There is a want of practical good sense, of sound, healthy feeling in M. Renan, which gives his books almost the demoralizing influence of Bulwer's early novels, or Dumas's later ones. We do not wonder at their vast popularity. They are as intoxicating as Byron's "Bride of Abydos;" as laden with information, and full of picturesque description as Victor Hugo's Toilers of the Sea." They flatter the reader's understanding, while they excite his imagination. They are bold and plausible, destructive and conservative, full of audacious generalization and of nice detail, of careful historical study and exquisite landscape-painting, of sentimental piety and profound scepticism; but they have no hold on the real power and essence of Christianity. They are will-less and enervating: they set truth and good in opposition to each other: they found virtue on ignorance, and faith on credulity. Science and philosophy must go their own way; piety and Christian devotedness, theirs. It is not so much in what Renan says, as in what he seems truly ignorant of, that we find his greatest weakness. He evidently has not conceived of Jesus Christ as a being in whom met judgment, calmness, and wisdom, united with moral elevation, spiritual insight, and essential holiness and wholeness. His theory leads him to depict the apostles as ignorant, morbid, eccentric, and off the balance of sobriety.
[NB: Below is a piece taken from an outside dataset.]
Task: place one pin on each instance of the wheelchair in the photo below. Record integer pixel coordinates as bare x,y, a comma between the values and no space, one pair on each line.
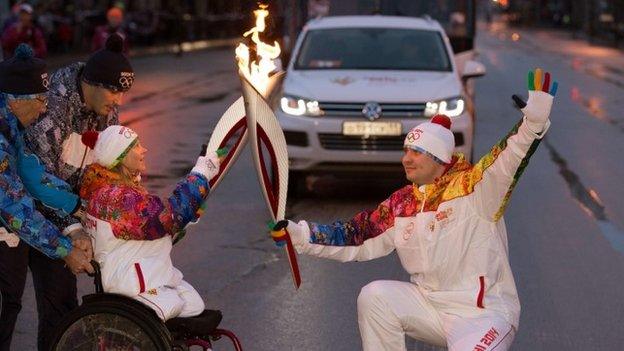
113,322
He degrades them all, first, to elevate the conception of Christ, which needs no such contrast; and, next, to account for their credulity, and perversion of the doctrine which they received. His portrait of Paul is the most painful and unfaithful we have ever seen drawn. Unbelieving in miracles, he believes in the tradition of the features of actual portraits of the great apostle; and favors us with this historic description :

"Paul's person was contemptible, and answered not, it seems, to the grandeur of his soul. He was ugly, of low stature, thick set, and hunchbacked. His broad shoulders carried oddly a small and bald head. His pallid face was buried in a thick beard, out of which loomed an aquiline nose, piercing eyes, and black eyebrows, meeting in the middle. His speech had nothing imposing. Something timid, embarrassed, incorrect, gave at first a poor idea of his eloquence. A man of tact, he blazoned his own external defects, and drew his advantages from it. The Jewish race has this peculiarity, that it presents at once types of the greatest beauty and the supremest ugliness; but Jewish ugliness is a thing by itself. Some of these homely faces, which at first excite a smile, take on, as soon as they are illumined from within, a kind of deep splendor and majesty."